Повисло молчание. Учительский флигель поскрипывал половицами, отзываясь на чьи-то невидимые шаги, вздыхал шторами, скучая по чьим-то касаниям.
Ил думал о том, что собирать пряную зелень на территории интерната ему нравилось не меньше, чем смешивать цветы с древесной смолой на берегах Эшта. Он даже не чувствовал себя ужаленным, когда остальные справлялись с той же задачей в три раза быстрей, хотя на него это было непохоже. Наоборот: промывая в проточной воде насекомые крылья розмарина, шершавый бархат шалфея, он бывал нарочито медлителен и торжествующе весел.
Вспомнилось, как однажды он почуял, что за ним наблюдают, обернулся и увидел Андерсена. «Священнодействуешь?», – спросил тот. «Слово найдено», – щёлкнуло за надбровной дугой.
– И всё же было бы славно избавить вас от добровольно-принудительной рутины, – произнёс учитель истории будто не всерьёз, закручивая пробку сосуда с мазью и возвращая пациента к действительности.
– Чтобы наш коллективный моральный облик устремился от хорошего к лучшему? – заржал Ил.
– Да откуда у вас коллективный облик, – прыснул Андерсен. – Тем более моральный…
Ила качнуло обратно к двенадцати.
На выходе из флигеля он бросил через плечо:
– Но учусь я и впрямь небыстро.
– Во-первых, смотря чему, во-вторых, зачем тебе куда-то спешить? – размеренно и чуть не польщённо откликнулся Андерсен.
Возразить было нечего: время текло, но не утекало.
10. Лес пугающих животных. Записано поверх раздела, посвящённого новейшей истории Фогравы. (Год выпуска учебника восстановлению не подлежит)
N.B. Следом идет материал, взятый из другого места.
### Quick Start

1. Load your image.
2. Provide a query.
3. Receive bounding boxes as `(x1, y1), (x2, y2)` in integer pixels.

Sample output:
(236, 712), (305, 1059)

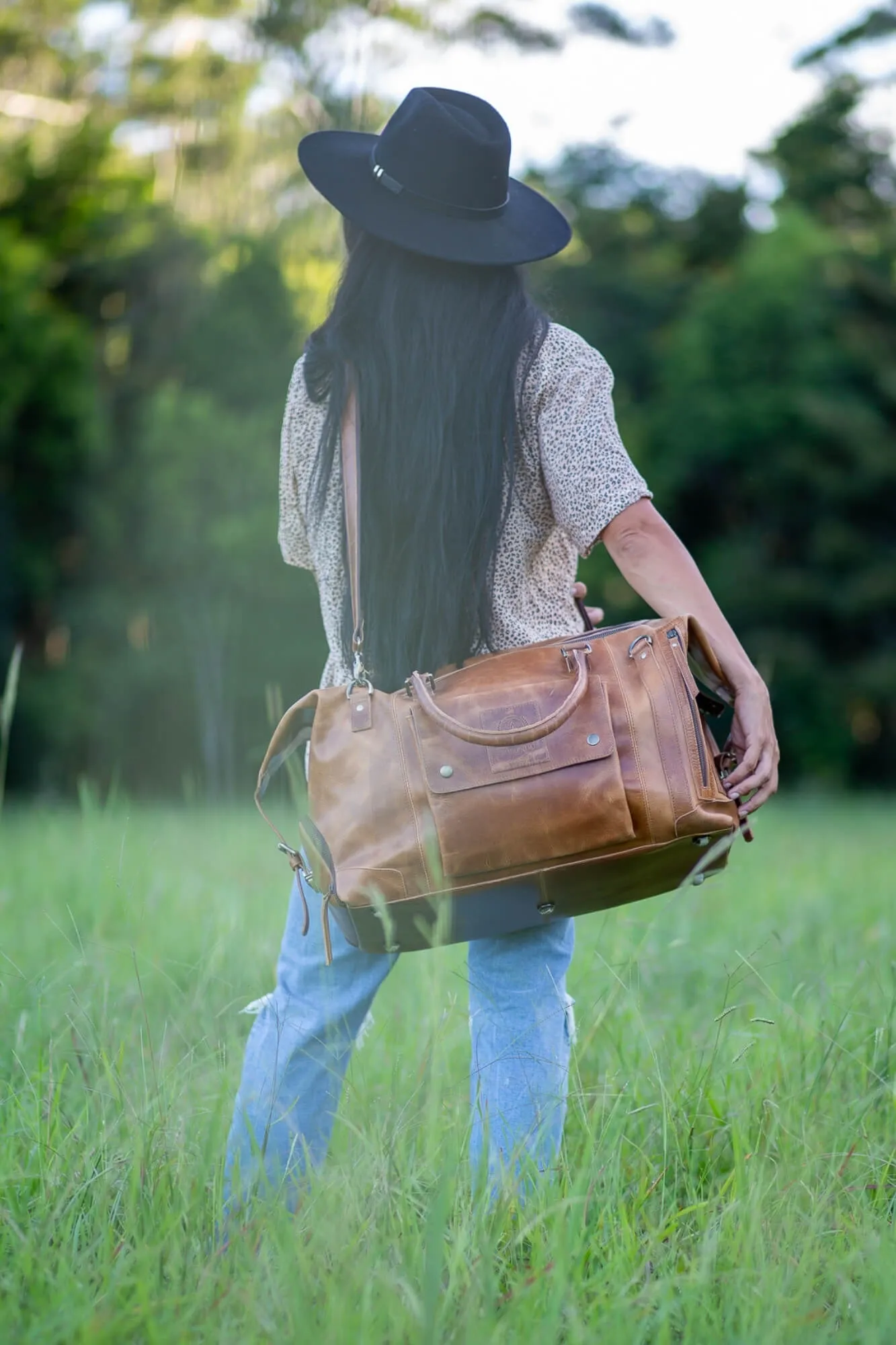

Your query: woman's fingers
(725, 744), (775, 794)
(737, 768), (778, 818)
(725, 744), (778, 818)
(725, 746), (762, 794)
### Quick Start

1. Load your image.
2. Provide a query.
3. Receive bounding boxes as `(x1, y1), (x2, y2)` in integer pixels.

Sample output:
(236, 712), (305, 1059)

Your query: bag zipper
(666, 625), (709, 790)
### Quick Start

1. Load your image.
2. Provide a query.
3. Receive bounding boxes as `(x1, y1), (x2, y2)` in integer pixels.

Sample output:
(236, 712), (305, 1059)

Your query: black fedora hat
(298, 89), (571, 266)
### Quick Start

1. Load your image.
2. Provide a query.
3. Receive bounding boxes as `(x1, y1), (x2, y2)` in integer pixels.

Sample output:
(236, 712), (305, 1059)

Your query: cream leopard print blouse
(277, 323), (651, 686)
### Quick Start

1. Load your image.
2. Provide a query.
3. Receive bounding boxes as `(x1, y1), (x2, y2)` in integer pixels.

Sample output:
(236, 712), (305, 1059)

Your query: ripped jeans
(225, 880), (575, 1206)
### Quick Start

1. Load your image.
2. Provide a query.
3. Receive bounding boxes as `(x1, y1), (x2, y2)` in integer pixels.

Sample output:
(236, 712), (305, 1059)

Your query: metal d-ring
(628, 635), (654, 659)
(560, 644), (591, 672)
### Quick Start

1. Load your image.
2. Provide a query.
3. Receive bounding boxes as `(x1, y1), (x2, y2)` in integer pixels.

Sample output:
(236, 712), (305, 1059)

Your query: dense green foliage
(0, 0), (896, 796)
(0, 791), (896, 1345)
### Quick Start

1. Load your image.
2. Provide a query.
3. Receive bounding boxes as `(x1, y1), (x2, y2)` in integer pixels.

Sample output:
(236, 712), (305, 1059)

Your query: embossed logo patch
(479, 701), (551, 772)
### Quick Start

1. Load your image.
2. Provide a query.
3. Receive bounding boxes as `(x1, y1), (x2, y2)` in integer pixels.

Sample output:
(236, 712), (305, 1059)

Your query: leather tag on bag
(348, 691), (372, 733)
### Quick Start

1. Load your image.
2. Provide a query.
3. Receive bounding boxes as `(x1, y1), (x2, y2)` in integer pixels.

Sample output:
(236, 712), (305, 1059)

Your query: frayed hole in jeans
(564, 995), (579, 1046)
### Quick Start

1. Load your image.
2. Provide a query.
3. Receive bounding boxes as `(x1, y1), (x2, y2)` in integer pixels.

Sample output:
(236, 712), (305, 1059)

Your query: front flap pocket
(411, 675), (634, 878)
(411, 677), (616, 794)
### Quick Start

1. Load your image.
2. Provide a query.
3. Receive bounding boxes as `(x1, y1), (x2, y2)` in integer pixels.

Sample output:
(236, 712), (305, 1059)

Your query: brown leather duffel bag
(255, 402), (737, 960)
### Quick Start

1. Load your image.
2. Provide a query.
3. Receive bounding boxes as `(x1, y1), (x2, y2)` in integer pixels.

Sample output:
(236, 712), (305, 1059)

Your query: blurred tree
(549, 78), (896, 784)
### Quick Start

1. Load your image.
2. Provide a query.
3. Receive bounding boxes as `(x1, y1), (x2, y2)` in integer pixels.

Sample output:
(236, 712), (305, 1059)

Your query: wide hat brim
(298, 130), (572, 266)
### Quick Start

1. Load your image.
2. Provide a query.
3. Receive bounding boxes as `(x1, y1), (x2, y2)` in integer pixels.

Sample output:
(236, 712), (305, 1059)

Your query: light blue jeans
(225, 886), (575, 1208)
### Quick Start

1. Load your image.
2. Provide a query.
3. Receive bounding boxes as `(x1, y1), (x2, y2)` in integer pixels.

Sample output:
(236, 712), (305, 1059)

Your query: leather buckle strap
(339, 383), (372, 695)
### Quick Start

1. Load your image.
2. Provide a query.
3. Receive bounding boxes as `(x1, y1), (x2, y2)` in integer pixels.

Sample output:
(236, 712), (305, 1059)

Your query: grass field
(0, 799), (896, 1345)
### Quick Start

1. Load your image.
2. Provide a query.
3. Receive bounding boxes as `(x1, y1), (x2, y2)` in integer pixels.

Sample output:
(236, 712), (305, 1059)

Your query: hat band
(370, 155), (510, 219)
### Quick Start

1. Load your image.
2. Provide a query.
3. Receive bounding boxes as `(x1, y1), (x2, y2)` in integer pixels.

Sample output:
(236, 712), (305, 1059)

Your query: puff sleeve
(277, 356), (313, 570)
(533, 324), (651, 555)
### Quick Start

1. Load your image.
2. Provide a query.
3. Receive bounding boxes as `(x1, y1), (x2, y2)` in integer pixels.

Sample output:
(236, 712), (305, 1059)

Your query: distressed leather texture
(255, 393), (737, 960)
(259, 617), (737, 952)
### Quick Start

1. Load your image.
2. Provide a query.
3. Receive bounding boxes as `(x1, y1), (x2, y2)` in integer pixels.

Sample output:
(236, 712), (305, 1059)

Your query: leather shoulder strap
(340, 389), (363, 651)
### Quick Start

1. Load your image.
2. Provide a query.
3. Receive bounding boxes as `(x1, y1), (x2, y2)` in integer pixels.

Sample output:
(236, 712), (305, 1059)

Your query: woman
(227, 89), (778, 1196)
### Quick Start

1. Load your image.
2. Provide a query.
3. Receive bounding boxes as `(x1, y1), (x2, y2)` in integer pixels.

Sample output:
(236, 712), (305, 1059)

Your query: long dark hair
(304, 226), (548, 690)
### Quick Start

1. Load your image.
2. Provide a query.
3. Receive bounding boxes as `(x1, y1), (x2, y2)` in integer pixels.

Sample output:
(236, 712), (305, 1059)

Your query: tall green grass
(0, 791), (896, 1345)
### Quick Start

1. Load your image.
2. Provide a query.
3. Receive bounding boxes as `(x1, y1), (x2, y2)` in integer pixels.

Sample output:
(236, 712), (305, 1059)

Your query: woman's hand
(725, 675), (780, 818)
(602, 499), (779, 818)
(573, 580), (604, 625)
Лес пугающих животных начался со змеи, которая животным не была и никого не напугала.
Прежде, чем падать в повествование, поговорим о локации. Там был водоём. Назначим местом действия Крестовый пруд в Лефортовском парке. Или Круглый в Измайловском. Или переведём стрелки на Путяевский каскад в Сокольниках. Мы соврём, снизим видимость до нуля, собьём со следа, зато отметка на карте одних побалует экзотикой, других – иллюзией сопричастности, а главное – подтвердит: рассказчик вещает о том, что пережил. Это ли не признак хорошей литературы?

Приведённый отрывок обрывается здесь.